Some average Russians are indignant about what they call the “tasteless opulence” of the palace and the entire lifestyle of Putin and his coterie that largely consist of his former colleagues and neighbours. Some say that their behaviour makes them look like “occupants” who treat Russia as a conquered territory whose riches should be pillaged as quickly as possible.

“The system they built is called 'occupants on occupied territory," Vladimir, a Moscow-based lawyer, told TRT World. He withheld his last name because he fears persecution for his comment that he said could be qualified as “extremism” and an “attempt to undermine Russia’s constitutional order.”

Navalny and a string of independent publications claimed in recent years that Putin’s allies had luxurious properties in Russia and the West.

In 2017, Navalny released a lengthy video showing what he alleged was a string of properties that belonged to the then-Prime Minister Dmitri Medvedev. He claimed Medvedev had private mansions with an indoor swimming pool, an artificial pond, a helipad and a private chapel.

Off radar

The location of Putin’s alleged palace makes it look like a James Bond villain’s secret hideaway.

In his video, Navalny claimed that no planes are allowed to fly above the structure, and heavy security presence prevents any boats, vehicles or ordinary people from approaching it.

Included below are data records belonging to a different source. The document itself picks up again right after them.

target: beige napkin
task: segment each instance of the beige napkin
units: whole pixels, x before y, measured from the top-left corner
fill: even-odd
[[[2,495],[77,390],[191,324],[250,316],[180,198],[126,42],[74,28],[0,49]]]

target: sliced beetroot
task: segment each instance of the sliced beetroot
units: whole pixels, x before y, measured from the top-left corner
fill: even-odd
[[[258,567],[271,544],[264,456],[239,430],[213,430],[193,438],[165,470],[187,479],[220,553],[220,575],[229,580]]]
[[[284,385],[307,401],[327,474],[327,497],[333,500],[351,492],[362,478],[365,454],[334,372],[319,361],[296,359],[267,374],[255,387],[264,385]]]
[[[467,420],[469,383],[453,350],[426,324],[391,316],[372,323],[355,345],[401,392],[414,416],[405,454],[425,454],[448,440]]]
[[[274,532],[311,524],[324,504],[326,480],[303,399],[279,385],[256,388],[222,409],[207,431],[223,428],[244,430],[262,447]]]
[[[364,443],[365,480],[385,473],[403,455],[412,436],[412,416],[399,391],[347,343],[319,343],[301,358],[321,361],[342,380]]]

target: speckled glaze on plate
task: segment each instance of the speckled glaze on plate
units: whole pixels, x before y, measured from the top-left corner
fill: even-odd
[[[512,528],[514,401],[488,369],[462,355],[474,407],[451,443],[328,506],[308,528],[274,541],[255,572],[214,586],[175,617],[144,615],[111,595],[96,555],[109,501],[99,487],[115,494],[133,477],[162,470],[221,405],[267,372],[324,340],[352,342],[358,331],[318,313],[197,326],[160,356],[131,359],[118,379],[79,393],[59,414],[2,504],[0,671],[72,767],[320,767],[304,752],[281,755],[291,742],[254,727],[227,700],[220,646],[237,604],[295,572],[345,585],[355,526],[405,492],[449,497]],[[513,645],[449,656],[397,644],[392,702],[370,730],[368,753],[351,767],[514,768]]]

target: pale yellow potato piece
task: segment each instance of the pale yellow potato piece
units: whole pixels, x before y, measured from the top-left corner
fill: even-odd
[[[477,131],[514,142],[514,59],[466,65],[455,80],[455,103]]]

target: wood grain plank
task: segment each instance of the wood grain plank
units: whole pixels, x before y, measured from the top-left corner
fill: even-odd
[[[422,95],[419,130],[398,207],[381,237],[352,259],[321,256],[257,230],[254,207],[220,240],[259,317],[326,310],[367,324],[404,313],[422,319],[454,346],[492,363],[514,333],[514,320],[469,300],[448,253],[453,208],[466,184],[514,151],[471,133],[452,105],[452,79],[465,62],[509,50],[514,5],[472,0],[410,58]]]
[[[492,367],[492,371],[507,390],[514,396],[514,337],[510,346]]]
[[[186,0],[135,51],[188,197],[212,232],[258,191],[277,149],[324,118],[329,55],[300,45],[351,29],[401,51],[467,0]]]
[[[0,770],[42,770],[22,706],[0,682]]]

The Kremlin said the location is off limits because of its proximity to Russia’s border with Abkhazia, a breakaway Georgian province virtually controlled by Moscow and heavily dependent on Russian subsidies and tourists.

Local residents and independent media reports also claim that the palace is Putin’s, citing constant presence of security officers around it, the jamming of cell phone signals, occasional cavalcades of limousines and the buzzing of helicopters.

“Everybody knows Putin comes there,” Sergey, a kebab cook who worked at several top-end restaurants in Gelendzhik between 2014 and 2018, told TRT World. “No mortal man can get even close.”

Sergei Kolesnikov, a Russian businessman who worked with Putin in the 1990s when the latter was deputy mayor of St. Petersburg, claimed back in 2014 that Putin had a palace “funded with a billion dollars in illegally diverted funds.”

Putin’s former personal photographer told TRT World that the 68 year-old spends days and even weeks in Gelendzhik while Russian television networks release “canned,” or pre-recorded footage of him receiving officials in the Kremlin or touring Russian regions to create the illusion he is in Moscow, in the thick of things.

“He is there for a week, while TV networks run the ‘canned’ footage every day, and everyone thinks he is busy working in Moscow,” the photographer said.